There’s a giant ad on the side of a building in Las Vegas, making a wordplay on the classic “what happens in Vegas stays in Vegas” line. Nothing unusual about that, except it’s been set up by Apple just in time for the Consumer Electronics Show’s arrival in town, an event that the iPhone maker traditionally pretends isn’t even happening.
Taking over the side of a hotel strategically positioned right next to the Las Vegas Convention Center (LVCC), Apple’s multi-story ad keeps things simple: “What happens on your iPhone, stays on your iPhone.” Below that resides a link to apple.com/privacy, where the company expounds at greater length about the security of things like Apple Pay, Face ID, and the health data collected by the Apple Watch. Every person attending CES this coming week will inevitably see this stark white-on-black ad.
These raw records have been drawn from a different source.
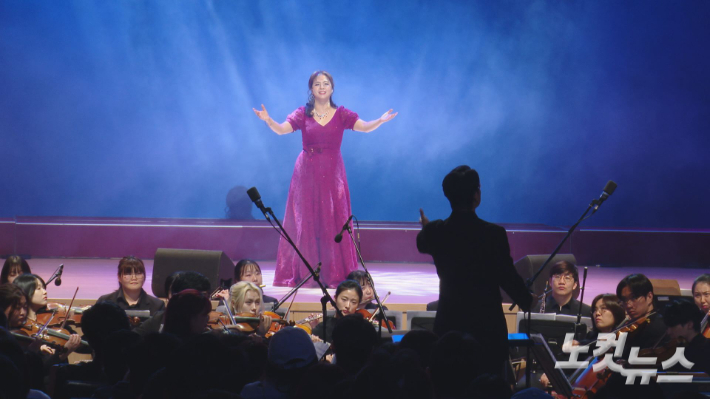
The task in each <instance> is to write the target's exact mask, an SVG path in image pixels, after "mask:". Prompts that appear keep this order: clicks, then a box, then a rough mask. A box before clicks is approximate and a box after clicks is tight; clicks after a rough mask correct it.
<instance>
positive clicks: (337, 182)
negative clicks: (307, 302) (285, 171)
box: [254, 71, 397, 287]
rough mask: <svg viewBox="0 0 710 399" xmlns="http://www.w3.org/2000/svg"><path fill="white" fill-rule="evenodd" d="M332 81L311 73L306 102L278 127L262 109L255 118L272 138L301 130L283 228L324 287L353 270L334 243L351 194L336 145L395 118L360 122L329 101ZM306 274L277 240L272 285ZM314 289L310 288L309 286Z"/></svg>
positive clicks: (255, 113) (332, 282) (340, 157)
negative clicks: (300, 144)
mask: <svg viewBox="0 0 710 399" xmlns="http://www.w3.org/2000/svg"><path fill="white" fill-rule="evenodd" d="M334 88H335V82H334V81H333V77H332V76H331V75H330V74H329V73H328V72H325V71H315V72H313V74H311V77H310V78H309V79H308V92H309V96H308V103H307V104H306V106H305V107H300V108H298V109H297V110H295V111H293V112H292V113H291V115H289V116H288V117H287V118H286V121H285V122H283V123H277V122H275V121H274V120H273V119H271V117H270V116H269V113H268V112H267V111H266V108H265V107H264V105H263V104H262V105H261V110H256V109H254V113H255V114H256V115H257V116H258V117H259V118H260V119H261V120H263V121H264V122H266V124H267V125H268V126H269V128H271V130H273V131H274V132H275V133H276V134H279V135H282V134H288V133H291V132H293V131H296V130H301V132H302V140H303V152H301V154H300V155H299V156H298V159H297V160H296V166H295V168H294V172H293V177H292V179H291V186H290V188H289V192H288V200H287V202H286V216H285V217H284V223H283V225H284V228H285V229H286V231H287V232H288V234H289V235H290V236H291V238H292V239H293V240H294V242H295V243H296V245H297V246H298V248H299V249H300V250H301V252H302V253H303V256H304V257H305V258H306V259H308V260H309V261H311V262H313V263H316V262H322V263H323V268H322V269H321V280H322V282H323V283H324V284H325V285H327V286H332V285H334V284H335V283H336V282H338V281H341V280H343V279H344V278H345V276H346V275H347V274H348V273H350V272H351V271H353V270H355V269H356V268H357V259H356V255H355V249H354V247H353V245H352V243H349V242H348V241H347V240H345V242H341V243H339V244H338V243H335V242H334V241H333V238H334V237H335V235H336V234H337V233H338V231H339V230H340V228H341V226H342V225H343V223H344V222H345V221H346V220H347V219H348V217H349V216H350V214H351V212H350V191H349V189H348V182H347V178H346V175H345V166H344V165H343V157H342V156H341V154H340V144H341V142H342V140H343V132H344V130H345V129H352V130H355V131H358V132H366V133H367V132H371V131H373V130H375V129H377V128H378V127H379V126H380V125H382V124H383V123H385V122H388V121H390V120H392V118H394V117H395V116H397V113H396V112H395V113H392V110H389V111H387V112H385V113H384V114H382V116H381V117H380V118H379V119H376V120H373V121H370V122H365V121H363V120H361V119H360V118H359V117H358V114H356V113H355V112H352V111H350V110H348V109H347V108H345V107H342V106H341V107H337V106H336V105H335V102H333V89H334ZM307 275H308V270H307V269H306V267H305V266H304V265H303V264H302V262H301V259H300V258H299V257H298V255H296V253H295V251H294V250H293V249H292V248H291V246H290V244H289V243H288V242H287V241H286V240H285V239H283V238H282V239H281V241H280V242H279V248H278V253H277V256H276V273H275V276H274V285H276V286H289V287H293V286H295V285H296V284H298V283H299V282H300V281H301V280H302V279H303V278H304V277H306V276H307ZM311 286H314V284H311Z"/></svg>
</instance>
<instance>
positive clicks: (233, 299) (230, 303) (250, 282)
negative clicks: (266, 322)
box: [229, 281, 264, 315]
mask: <svg viewBox="0 0 710 399" xmlns="http://www.w3.org/2000/svg"><path fill="white" fill-rule="evenodd" d="M263 299H264V298H263V295H262V293H261V289H260V288H259V287H258V286H257V285H256V284H254V283H252V282H249V281H240V282H238V283H236V284H234V285H233V286H232V287H231V288H230V289H229V300H230V305H231V310H232V313H235V314H238V313H252V314H255V315H258V314H261V313H262V312H263V311H264V306H263V304H264V301H263Z"/></svg>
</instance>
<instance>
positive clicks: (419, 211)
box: [419, 208, 429, 227]
mask: <svg viewBox="0 0 710 399" xmlns="http://www.w3.org/2000/svg"><path fill="white" fill-rule="evenodd" d="M419 223H421V224H422V227H424V226H426V225H427V224H428V223H429V218H428V217H426V215H425V214H424V209H422V208H419Z"/></svg>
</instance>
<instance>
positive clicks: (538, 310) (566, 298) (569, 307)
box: [533, 261, 592, 317]
mask: <svg viewBox="0 0 710 399" xmlns="http://www.w3.org/2000/svg"><path fill="white" fill-rule="evenodd" d="M548 282H549V284H550V287H551V289H552V294H551V295H548V296H547V298H546V299H545V313H557V314H564V315H570V316H577V314H578V312H579V307H580V306H581V307H582V316H584V317H591V315H592V310H591V308H590V307H589V305H585V304H583V303H581V302H579V301H578V300H576V299H575V298H574V296H575V295H574V294H575V292H577V289H578V288H579V272H578V271H577V266H575V265H574V264H572V263H570V262H567V261H560V262H557V263H555V264H554V265H553V266H552V267H551V268H550V275H549V281H548ZM541 306H542V303H540V304H537V305H535V307H534V308H533V312H540V309H541Z"/></svg>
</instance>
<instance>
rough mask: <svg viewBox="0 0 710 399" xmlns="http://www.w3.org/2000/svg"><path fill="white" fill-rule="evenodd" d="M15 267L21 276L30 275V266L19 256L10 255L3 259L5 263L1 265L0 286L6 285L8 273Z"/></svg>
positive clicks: (20, 256) (7, 281)
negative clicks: (1, 267) (4, 260)
mask: <svg viewBox="0 0 710 399" xmlns="http://www.w3.org/2000/svg"><path fill="white" fill-rule="evenodd" d="M16 267H19V268H20V270H21V271H22V274H26V273H32V270H30V265H29V263H27V261H26V260H24V259H23V258H22V257H21V256H17V255H12V256H8V257H7V259H5V263H3V265H2V272H0V284H5V283H7V282H8V281H7V278H8V276H9V275H10V271H11V270H12V269H14V268H16Z"/></svg>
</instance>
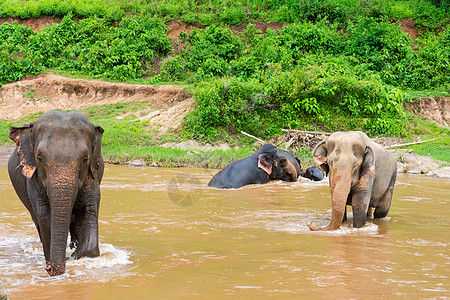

In spite of never having a formal presence at CES, Apple has always been the invisible elephant in the convention halls, with device and accessory makers committing time and resources to building out the Apple ecosystem. In recent times, however, it’s been Amazon’s Alexa and Google’s Assistant that have taken over primacy at CES, and now Apple is striking back with an expertly judged troll ad.
Taking on precisely the opposite color scheme, black text on a white background, is Google with its new, massively expanded presence outside the LVCC. One corner of the LVCC parking lot is entirely taken up by Google showing off its Assistant wares. The local monorail, which passes by the CES venue, is also stickered up with Google banners, and additional “Hey Google” branding can be seen all across the LVCC. Like last year, Google’s investing heavily in promoting the Assistant as a strong Alexa competitor and the focal point of CES. It’s just that this year Apple has something snarky to say about it.
Apple isn’t wrong to tout its privacy advantage. Amazon’s Alexa has had embarrassing failures on this front: first by recording a private conversation and sending it to a different user, and then by mistakenly sending a user 1,700 voice recordings from another. As to Google Assistant and Android — the primary / only rival to the iPhone — there have been numerous privacy infractions from Android device makers surreptitiously tracking user information (hello, OnePlus and Blu), and Google’s own business model is predicated on exploiting user data for commercial gain. Apple can afford to be more noble because it sells hardware rather than ads.
Though Apple’s privacy may be superior to its rivals, it’s not without fault. iPhone users in China, for instance, are far less protected from state snooping than their US counterparts. And Apple’s tardiness in implementing two-factor authentication likely contributed to high-profile iCloud accounts being compromised in the infamous Celebgate photo leak. If Apple wants to live up to the full meaning of the words it has emblazoned on the side of a building this week, it ought to ensure its privacy protections are impenetrable and apply with equal strength everywhere across the world. Otherwise, this might all look a bit hypocritical.